Magid agreed that there is no statutory link but argued that to determine for purposes of Note 1(h) of Section 11, which incorporates both Chapter 63 and Chapter 61, the court looked to the definition of "impregnated, coated, coved, or laminated," and because the phrase appeared in Chapter 59, it must have the same meaning.

In the present case involving Magid, the lower court didn't address the question of whether the merchandise was excluded as a result of the definition of "impregnated, coated, coved, or laminated" that is included in the note to Chapter 59, Magid said. Instead, the CIT looked at whether the fabric that makes up the glove was itself classifiable in headings 3921.

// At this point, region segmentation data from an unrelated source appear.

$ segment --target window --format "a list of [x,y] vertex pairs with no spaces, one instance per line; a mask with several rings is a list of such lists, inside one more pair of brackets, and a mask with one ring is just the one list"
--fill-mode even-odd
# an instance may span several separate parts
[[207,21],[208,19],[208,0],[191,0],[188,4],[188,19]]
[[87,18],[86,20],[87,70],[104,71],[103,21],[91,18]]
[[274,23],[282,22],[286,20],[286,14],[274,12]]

Judge Kimberly Moore asked what would happen if the Chapter 59 note only applied to that chapter rather than to all of Section XI. Magid responded that such an interpretation would be "potentially fatal" to its case.

The government argued that an analysis of Kalle overcomplicated the issue, and that it should instead involve a straightforward reading of competing headings, 6116 and 3926. Kalle was a different analysis because of the provisions involved, DOJ said. "We don't get to 6307. We don't get to 5903, Chapter 59," said Marcella Powell, trial attorney for DOJ. "We don't think Kalle applies at all."

"GRI 1 says that the headings are paramount and if you look at heading 6116, it covers gloves, mittens and mitts, knitted or crocheted," Powell said. The explanatory notes state that Heading 6116 covers "all gloves," Powell said, and because the plastic only partially covers the gloves, heading 6116 clearly wins out "in a head-to-head comparison."

Moore raised the issue of when the plastic is applied to the gloves, saying that Note 1(h) to Section XI "seems to make it clear" that it doesn't cover articles where the plastic or the coating is added after manufacturing. Magid countered that Section XI doesn't include a provision stating when that plastic coating must be added. "It only requires that at the time of importation ... the article must be of a woven, crocheted fabric that has been impregnated, coated, covered or laminated," Magid said. "We don't think that there is a temporal requirement or a requirement that there by a preexisting coated fabric that needs to be cut sewn into a glove."

Magid said that "if that is the correct interpretation, then no amount of plastic applied in any way to a knit-to-shape glove or any other knit-to-shape article would ever be subject to the exclusion from Note 1(h)."

The government responded that if "just putting plastic on the glove" is enough to qualify for Note 1(h), that interpretation would read out portions of Heading 6116. "Every time a glove showed up ... 1(h) would kick it out into maybe put it in Chapter 39. No Product would ever fit into 6116," Powell said.